Overall, the safety findings in the current trial were consistent with those expected of trastuzumab and previous studies of trastuzumab biosimilars [10, 24, 26]. A long-term extension study that further monitors the efficacy and safety of HLX02 is under consideration.

5 Conclusions

The primary endpoint ORR24 and secondary endpoints were equivalent between HLX02 and reference trastuzumab groups when administrated in combination with docetaxel.

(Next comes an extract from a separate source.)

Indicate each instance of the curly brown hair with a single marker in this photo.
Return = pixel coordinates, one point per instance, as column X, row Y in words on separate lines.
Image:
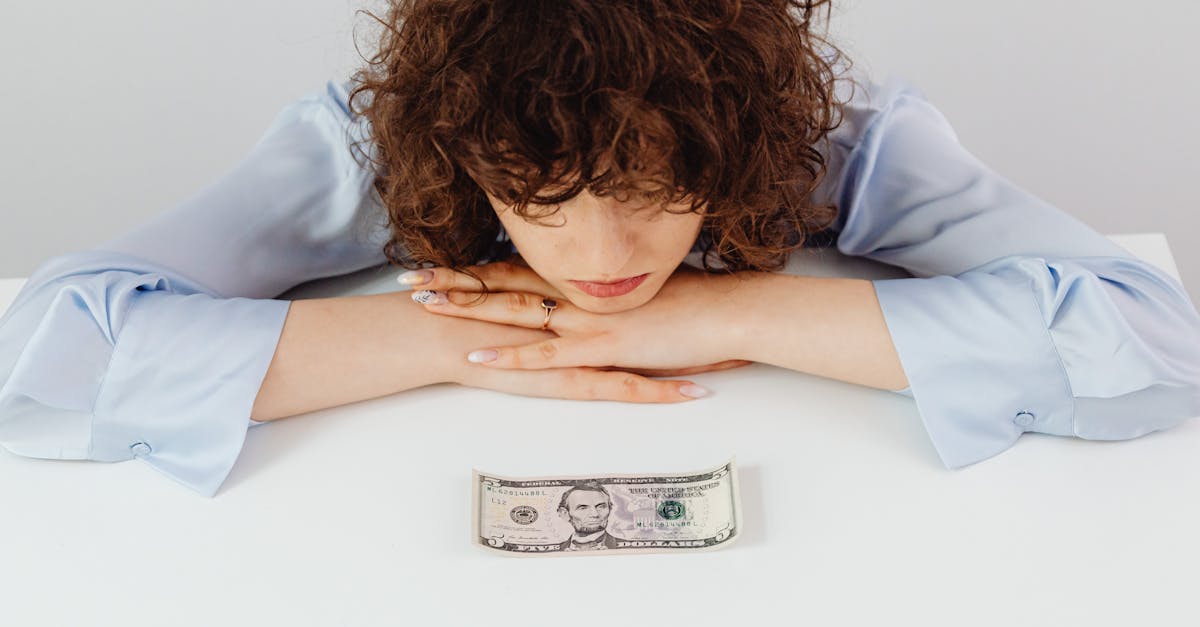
column 717, row 105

Safety, in terms of the type, frequency, and severity of AEs, including cardiac disorders, were not different between the two treatment groups and were consistent with the known safety profiles of trastuzumab. Pharmacokinetic and immunogenicity profiles were similar between the two treatment groups. This study demonstrated similarity between HLX02 and reference trastuzumab in patients with HER2-positive recurrent or metastatic breast cancer.